Even if it were lightning fast, FHE wouldn’t be flawless. Van Dijk says it doesn’t work well with certain kinds of program, such as those that contain branching logic made up of “if this, do that” operations. Meanwhile, information security researcher Martin Albrecht at Royal Holloway, University of London, points out that the justification for FHE is based on the need to share data so it can be analysed. But a lot of routine data analysis isn’t that complicated – doing it yourself might sometimes be simpler than getting to grips with FHE.
For his part, de Montjoye is a proponent of privacy engineering: not relying on one technology to protect people’s data, but combining several approaches in a defensive package. FHE is a great addition to that toolbox, he reckons, but not a standalone winner.
This is exactly the approach that Fellay and his colleagues have taken to smooth the sharing of medical data. Fellay worked with computer scientists at the Swiss Federal Institute of Technology in Lausanne who created a scheme combining FHE with another privacy-preserving tactic called secure multiparty computation (SMC). This sees the different organisations join up chunks of their data in such a way that none of the private details from any organisation can be retrieved.
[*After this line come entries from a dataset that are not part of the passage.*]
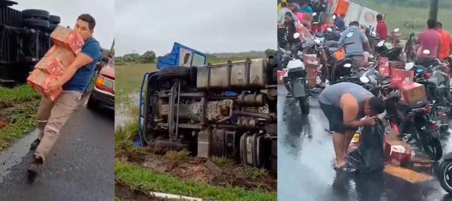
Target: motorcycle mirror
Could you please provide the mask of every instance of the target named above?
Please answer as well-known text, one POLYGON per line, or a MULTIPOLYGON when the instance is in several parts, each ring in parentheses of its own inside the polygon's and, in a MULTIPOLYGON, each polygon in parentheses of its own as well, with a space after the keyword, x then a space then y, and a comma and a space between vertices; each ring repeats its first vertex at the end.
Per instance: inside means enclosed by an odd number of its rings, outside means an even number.
POLYGON ((367 77, 362 76, 360 77, 360 81, 363 83, 369 83, 370 80, 369 79, 369 78, 367 77))
POLYGON ((409 62, 405 65, 405 69, 406 70, 411 70, 414 66, 414 63, 409 62))
POLYGON ((377 44, 377 47, 383 47, 383 45, 385 44, 385 41, 381 41, 378 42, 377 44))

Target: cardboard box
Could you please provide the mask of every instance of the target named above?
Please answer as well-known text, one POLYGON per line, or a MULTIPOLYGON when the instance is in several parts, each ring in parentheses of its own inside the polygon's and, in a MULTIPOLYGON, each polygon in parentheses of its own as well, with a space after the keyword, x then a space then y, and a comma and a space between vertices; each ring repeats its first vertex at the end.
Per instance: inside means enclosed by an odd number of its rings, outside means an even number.
POLYGON ((55 77, 61 76, 64 72, 65 67, 58 58, 50 59, 43 59, 35 66, 35 68, 41 69, 55 77))
POLYGON ((35 90, 53 101, 60 95, 63 91, 62 88, 60 87, 51 93, 46 93, 45 89, 56 78, 56 77, 52 76, 40 69, 35 69, 27 78, 27 82, 35 90))
POLYGON ((389 60, 388 57, 378 58, 378 72, 382 77, 391 76, 391 69, 389 68, 389 60))
POLYGON ((57 46, 65 47, 74 54, 81 51, 85 42, 81 36, 74 30, 58 26, 50 34, 52 41, 57 46))
POLYGON ((411 147, 402 141, 386 141, 385 143, 385 161, 406 167, 411 159, 411 147))
POLYGON ((55 59, 59 59, 65 67, 72 63, 72 61, 75 59, 75 55, 71 50, 66 47, 54 45, 46 53, 41 60, 55 59))
POLYGON ((423 84, 417 82, 404 84, 400 87, 400 104, 410 108, 417 108, 419 105, 427 102, 425 86, 423 84))
POLYGON ((414 78, 414 71, 412 70, 391 69, 391 85, 394 87, 400 87, 402 85, 410 84, 414 78))

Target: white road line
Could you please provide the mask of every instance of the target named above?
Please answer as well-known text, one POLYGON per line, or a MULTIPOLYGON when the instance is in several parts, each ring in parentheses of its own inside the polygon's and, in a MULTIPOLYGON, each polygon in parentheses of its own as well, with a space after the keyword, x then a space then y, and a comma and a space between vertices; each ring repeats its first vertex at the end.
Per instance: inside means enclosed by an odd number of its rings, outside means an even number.
POLYGON ((170 199, 183 199, 184 200, 189 200, 189 201, 206 201, 206 199, 204 199, 200 198, 188 197, 186 196, 182 196, 182 195, 175 195, 175 194, 172 194, 164 193, 162 192, 150 192, 150 193, 151 195, 152 195, 154 196, 157 197, 166 198, 170 198, 170 199))

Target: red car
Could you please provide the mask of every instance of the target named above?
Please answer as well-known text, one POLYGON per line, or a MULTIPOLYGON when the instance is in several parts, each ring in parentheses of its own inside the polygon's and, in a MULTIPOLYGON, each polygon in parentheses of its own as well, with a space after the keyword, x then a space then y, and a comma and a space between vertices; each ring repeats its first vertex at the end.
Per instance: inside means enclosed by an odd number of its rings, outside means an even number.
POLYGON ((115 110, 115 58, 109 58, 95 77, 92 92, 88 99, 88 108, 115 110))

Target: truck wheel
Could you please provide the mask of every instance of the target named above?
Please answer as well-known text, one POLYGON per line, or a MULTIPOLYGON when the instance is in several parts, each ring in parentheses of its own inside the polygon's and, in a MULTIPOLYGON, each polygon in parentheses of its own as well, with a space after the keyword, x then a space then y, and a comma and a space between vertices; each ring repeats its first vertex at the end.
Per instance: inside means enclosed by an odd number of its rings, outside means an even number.
POLYGON ((61 23, 61 19, 60 18, 60 16, 51 15, 49 17, 49 22, 51 24, 57 25, 61 23))
POLYGON ((48 29, 50 27, 50 23, 47 20, 28 19, 23 20, 24 25, 30 28, 48 29))
POLYGON ((163 68, 159 71, 160 79, 172 79, 175 77, 185 77, 190 79, 191 68, 182 66, 170 67, 163 68))
POLYGON ((36 9, 27 9, 22 11, 22 18, 36 18, 48 20, 50 14, 47 11, 36 9))

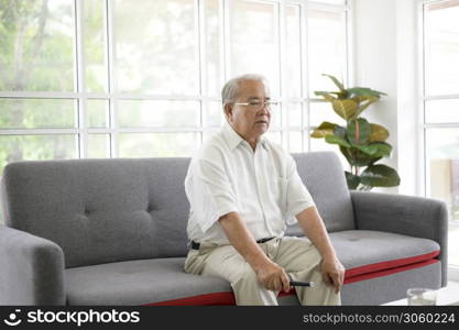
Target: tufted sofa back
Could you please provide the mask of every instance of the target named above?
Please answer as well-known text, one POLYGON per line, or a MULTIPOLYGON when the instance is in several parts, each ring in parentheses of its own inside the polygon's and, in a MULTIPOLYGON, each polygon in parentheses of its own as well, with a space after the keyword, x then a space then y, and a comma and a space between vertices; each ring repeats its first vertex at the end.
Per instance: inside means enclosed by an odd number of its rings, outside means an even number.
MULTIPOLYGON (((353 229, 338 157, 294 155, 329 231, 353 229)), ((185 256, 189 158, 18 162, 3 173, 7 224, 48 239, 66 267, 185 256)), ((300 234, 297 226, 289 234, 300 234)))
POLYGON ((4 169, 7 224, 54 241, 66 267, 183 256, 189 158, 19 162, 4 169))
In a paper published in October 2021, the team used a combination of FHE and SMC to securely pool data from multiple sources and use it to predict the efficacy of cancer treatments or identify specific variations in people’s genomes that predict the progression of HIV infection. The trial was so successful that the team has now deployed the technology to allow Switzerland’s five university hospitals to share patient data, both for medical research and to help doctors personalise treatments. “We’re implementing it in real life,” says Fellay, “making the data of the Swiss hospitals shareable to answer any research question as long as the data exists.”
If data is the new oil, then it seems the world’s thirst for it isn’t letting up. FHE could be akin to a new mining technology, one that will open up some of the most valuable but currently inaccessible deposits. Its slow speed may be a stumbling block. But, as Goldwasser says, comparing the technology with completely unencrypted processing makes no sense. “If you believe that security is not a plus, but it’s a must,” she says, “then in some sense there is no overhead.”